A nurse is assisting in creating a plan to reduce environmental stressors for clients in an acute care unit. Which of the following actions should the nurse include in the plan?
- A. Restrict the number of visitors for clients.
- B. Turn on loud music in client care areas.
- C. Offer the clients many choices regarding care.
- D. Assign different nurses to provide care for clients each day.
Correct Answer: A
Rationale: Restricting visitors minimizes noise and stress, promoting a healing environment.
A nurse at a long-term care facility is reinforcing teaching with a newly licensed nurse about the proper use of restraints. Which of the following instructions should the nurse include in the teaching? (Select all that apply.)
- A. Pad bony prominences before applying a restraint.
- B. Tie the ends of the restraint to the client's bed rail.
- C. Use a square knot to secure the client's restraint to the bed.
- D. Observe the client's skin integrity every 2 hr.

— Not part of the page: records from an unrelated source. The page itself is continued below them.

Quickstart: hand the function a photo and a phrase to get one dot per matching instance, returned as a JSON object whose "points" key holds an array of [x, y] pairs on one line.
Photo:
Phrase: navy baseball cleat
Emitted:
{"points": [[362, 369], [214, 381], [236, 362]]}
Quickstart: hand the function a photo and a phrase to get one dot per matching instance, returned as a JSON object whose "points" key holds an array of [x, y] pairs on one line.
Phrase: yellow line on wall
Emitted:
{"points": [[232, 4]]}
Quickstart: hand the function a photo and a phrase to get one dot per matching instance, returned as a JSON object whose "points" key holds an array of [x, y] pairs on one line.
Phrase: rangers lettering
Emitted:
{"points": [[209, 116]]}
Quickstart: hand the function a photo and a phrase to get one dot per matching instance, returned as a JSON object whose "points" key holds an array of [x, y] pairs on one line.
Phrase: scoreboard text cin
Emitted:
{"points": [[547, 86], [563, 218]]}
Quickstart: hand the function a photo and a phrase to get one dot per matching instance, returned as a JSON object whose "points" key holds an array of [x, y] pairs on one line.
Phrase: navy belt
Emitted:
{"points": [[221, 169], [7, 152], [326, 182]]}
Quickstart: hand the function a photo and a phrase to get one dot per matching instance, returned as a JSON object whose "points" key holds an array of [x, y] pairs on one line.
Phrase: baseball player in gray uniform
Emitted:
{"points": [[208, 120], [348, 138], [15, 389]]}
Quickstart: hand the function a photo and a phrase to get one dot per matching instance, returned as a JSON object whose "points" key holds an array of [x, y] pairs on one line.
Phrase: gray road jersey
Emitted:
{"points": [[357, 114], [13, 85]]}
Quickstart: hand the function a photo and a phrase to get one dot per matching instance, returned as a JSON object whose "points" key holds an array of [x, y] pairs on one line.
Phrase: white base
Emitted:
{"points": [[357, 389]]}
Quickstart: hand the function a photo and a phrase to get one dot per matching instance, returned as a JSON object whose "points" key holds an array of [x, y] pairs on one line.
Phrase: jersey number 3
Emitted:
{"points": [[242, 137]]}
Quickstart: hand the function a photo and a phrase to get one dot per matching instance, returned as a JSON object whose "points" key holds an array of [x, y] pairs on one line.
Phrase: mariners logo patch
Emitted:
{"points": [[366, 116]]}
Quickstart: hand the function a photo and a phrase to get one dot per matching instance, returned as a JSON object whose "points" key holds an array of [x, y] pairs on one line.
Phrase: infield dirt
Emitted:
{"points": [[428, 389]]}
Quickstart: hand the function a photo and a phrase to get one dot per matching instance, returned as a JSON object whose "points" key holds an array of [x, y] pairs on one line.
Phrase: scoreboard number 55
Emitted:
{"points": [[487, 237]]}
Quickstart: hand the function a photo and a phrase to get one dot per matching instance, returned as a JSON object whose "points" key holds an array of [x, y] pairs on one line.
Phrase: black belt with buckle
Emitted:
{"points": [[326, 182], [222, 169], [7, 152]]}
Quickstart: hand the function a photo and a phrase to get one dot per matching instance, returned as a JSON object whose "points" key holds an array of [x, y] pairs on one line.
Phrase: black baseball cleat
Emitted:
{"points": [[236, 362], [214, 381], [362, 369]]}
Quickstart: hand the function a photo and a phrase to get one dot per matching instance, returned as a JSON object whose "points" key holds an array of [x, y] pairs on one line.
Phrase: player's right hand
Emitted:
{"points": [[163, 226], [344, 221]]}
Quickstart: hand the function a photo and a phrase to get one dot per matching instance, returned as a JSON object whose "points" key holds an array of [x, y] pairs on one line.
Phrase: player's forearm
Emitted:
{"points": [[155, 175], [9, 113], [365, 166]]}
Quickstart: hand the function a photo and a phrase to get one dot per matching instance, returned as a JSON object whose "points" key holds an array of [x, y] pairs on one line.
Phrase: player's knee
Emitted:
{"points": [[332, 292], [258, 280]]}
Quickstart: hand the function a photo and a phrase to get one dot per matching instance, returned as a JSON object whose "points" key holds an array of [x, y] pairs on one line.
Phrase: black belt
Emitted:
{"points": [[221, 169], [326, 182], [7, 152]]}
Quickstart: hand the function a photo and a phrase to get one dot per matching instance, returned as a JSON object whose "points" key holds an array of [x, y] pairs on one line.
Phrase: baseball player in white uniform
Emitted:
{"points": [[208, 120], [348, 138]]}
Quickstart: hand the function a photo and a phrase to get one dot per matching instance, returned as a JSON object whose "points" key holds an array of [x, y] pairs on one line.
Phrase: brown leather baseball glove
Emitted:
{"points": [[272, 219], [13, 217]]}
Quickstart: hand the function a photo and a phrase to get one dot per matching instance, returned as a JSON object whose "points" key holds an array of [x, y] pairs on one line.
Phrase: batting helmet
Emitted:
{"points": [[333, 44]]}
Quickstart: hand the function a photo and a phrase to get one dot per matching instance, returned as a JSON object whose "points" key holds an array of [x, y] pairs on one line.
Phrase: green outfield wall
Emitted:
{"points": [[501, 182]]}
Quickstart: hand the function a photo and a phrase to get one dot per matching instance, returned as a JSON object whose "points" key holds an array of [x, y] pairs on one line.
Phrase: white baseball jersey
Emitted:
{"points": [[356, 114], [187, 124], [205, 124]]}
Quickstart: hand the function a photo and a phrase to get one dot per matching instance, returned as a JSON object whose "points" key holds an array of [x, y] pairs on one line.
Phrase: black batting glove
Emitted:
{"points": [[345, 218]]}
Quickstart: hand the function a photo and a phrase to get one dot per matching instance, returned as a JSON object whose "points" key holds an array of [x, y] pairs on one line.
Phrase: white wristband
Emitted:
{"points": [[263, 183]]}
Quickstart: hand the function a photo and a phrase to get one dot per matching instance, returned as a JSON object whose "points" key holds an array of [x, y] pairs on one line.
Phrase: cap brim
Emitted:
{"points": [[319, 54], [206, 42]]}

- E. Ensure that 2 fingers can be placed between the restraint and the client.
Correct Answer: A,D,E
Rationale: A: Prevents skin breakdown. D: Ensures early detection of issues. E: Ensures proper fit and circulation.
A nurse is reinforcing discharge teaching about fecal occult blood testing with a client. Which of the following instructions should the nurse include in the teaching?
- A. Place a thick layer of stool on the specimen card.
- B. Urinate prior to collecting the stool specimen.
- C. Discontinue supplements containing vitamin C 24 hours before the test.
- D. Refrain from consuming pork 7 days before the test.
Correct Answer: C
Rationale: Vitamin C can cause false negatives, so discontinuing it ensures accuracy.